Dans l’ombre des géants, les autres rencontres ont offert des scénarios intenses :

  • Ouganda vs Tanzanie : Ce derby d’Afrique de l’Est a tenu ses promesses en termes d’intensité, sinon de buts. Le match s’est résumé à une bataille de tranchées au milieu de terrain. L’Ouganda a tenté d’imposer un rythme physique, mais la Tanzanie, très disciplinée derrière, a su laisser passer l’orage pour procéder par contres. Un match haché par les fautes qui témoigne de la rivalité grandissante entre ces deux nations, se quittant sur un score qui ne fait les affaires de personne.
  • Bénin vs Botswana : Les Guépards du Bénin ont dû faire preuve de patience. Face à une équipe du Botswana venue clairement pour chercher le point du nul avec un bloc très bas, les Béninois ont longtemps buté sur un mur. C’est finalement dans le dernier quart d’heure que la faille a été trouvée sur un coup de pied arrêté, illustrant le pragmatisme nécessaire dans ces matchs pièges. Le Botswana pourra nourrir des regrets, ayant tenu tête pendant 80 minutes avant de craquer mentalement.
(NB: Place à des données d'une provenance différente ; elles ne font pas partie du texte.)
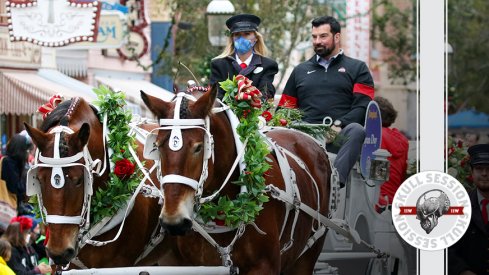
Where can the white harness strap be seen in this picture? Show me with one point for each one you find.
(180, 179)
(57, 163)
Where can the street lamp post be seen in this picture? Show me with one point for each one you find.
(449, 52)
(218, 11)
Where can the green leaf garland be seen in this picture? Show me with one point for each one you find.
(246, 206)
(109, 199)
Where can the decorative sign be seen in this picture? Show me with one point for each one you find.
(159, 10)
(20, 52)
(137, 17)
(135, 47)
(373, 136)
(358, 29)
(112, 31)
(52, 23)
(137, 44)
(114, 7)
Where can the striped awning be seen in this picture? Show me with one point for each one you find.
(23, 92)
(132, 88)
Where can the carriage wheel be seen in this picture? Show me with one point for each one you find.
(378, 266)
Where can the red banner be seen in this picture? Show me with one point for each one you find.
(411, 210)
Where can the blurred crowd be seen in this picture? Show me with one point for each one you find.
(22, 236)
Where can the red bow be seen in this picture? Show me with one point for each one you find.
(47, 108)
(25, 222)
(248, 92)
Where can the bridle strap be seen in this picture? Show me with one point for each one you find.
(181, 122)
(172, 178)
(64, 219)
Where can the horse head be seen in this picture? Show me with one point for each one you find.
(185, 147)
(68, 142)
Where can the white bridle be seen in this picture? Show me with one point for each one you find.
(176, 125)
(57, 163)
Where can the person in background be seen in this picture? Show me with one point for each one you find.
(14, 165)
(333, 85)
(470, 255)
(37, 239)
(24, 258)
(5, 253)
(398, 146)
(245, 54)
Une remise en question nécessaire

Cette journée du 27 décembre 2025 restera comme celle des paradoxes. Si le Nigeria a envoyé un message clair au reste du continent, le Sénégal et le Maroc devront rapidement retrouver leur allant offensif sous peine de voir leurs ambitions sérieusement compromises. Le football africain prouve une fois de plus que les noms sur le papier ne garantissent plus la victoire : l’organisation et l’envie sont devenues les monnaies d’échange de la réussite.
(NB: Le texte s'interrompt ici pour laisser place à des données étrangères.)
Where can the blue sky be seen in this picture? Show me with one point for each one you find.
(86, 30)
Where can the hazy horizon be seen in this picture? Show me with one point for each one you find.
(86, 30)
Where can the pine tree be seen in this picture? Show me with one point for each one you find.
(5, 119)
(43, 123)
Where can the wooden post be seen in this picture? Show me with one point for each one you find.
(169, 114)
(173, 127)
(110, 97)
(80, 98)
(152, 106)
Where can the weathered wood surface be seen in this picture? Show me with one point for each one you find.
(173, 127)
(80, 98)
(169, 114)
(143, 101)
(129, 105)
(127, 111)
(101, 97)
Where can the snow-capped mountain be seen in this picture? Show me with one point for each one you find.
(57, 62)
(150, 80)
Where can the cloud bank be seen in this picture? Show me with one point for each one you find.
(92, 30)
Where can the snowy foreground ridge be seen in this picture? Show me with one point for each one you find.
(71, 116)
Dans les coulisses : Entre tension feutrée et ferveur électrique

Derrière l’éclat des projecteurs et la rudesse des duels sur la pelouse, l’atmosphère dans les couloirs des stades ce 27 décembre était de plomb pour certains, et euphorique pour d’autres. Dans les travées du stade où les Lions de la Teranga ont concédé le nul, le silence pesant dans le vestiaire sénégalais contrastait violemment avec les chants de victoire qui s’échappaient de celui de la RD Congo, où les joueurs ont célébré ce point comme une véritable profession de foi. En zone mixte, les visages marocains étaient fermés, fuyant presque les regards des journalistes en quête d’explications sur ce manque de réalisme, tandis que l’état-major de la sélection tunisienne s’est enfermé dans une réunion de crise improvisée sitôt le coup de sifflet final retenti face au Nigeria. À l’inverse, l’organisation nigériane impressionnait jusque dans son logis : une discipline de fer imposée par le staff des Super Eagles, où même les célébrations étaient minutées pour ne pas perdre le focus. Entre les supporters ougandais et tanzaniens, la rivalité a failli déborder sur le parvis avant que la sécurité ne rétablisse l’ordre, rappelant que dans cette CAN, chaque détail, du bus des joueurs aux échanges tendus dans les loges VIP, participe à l’écriture d’une légende continentale sous haute tension.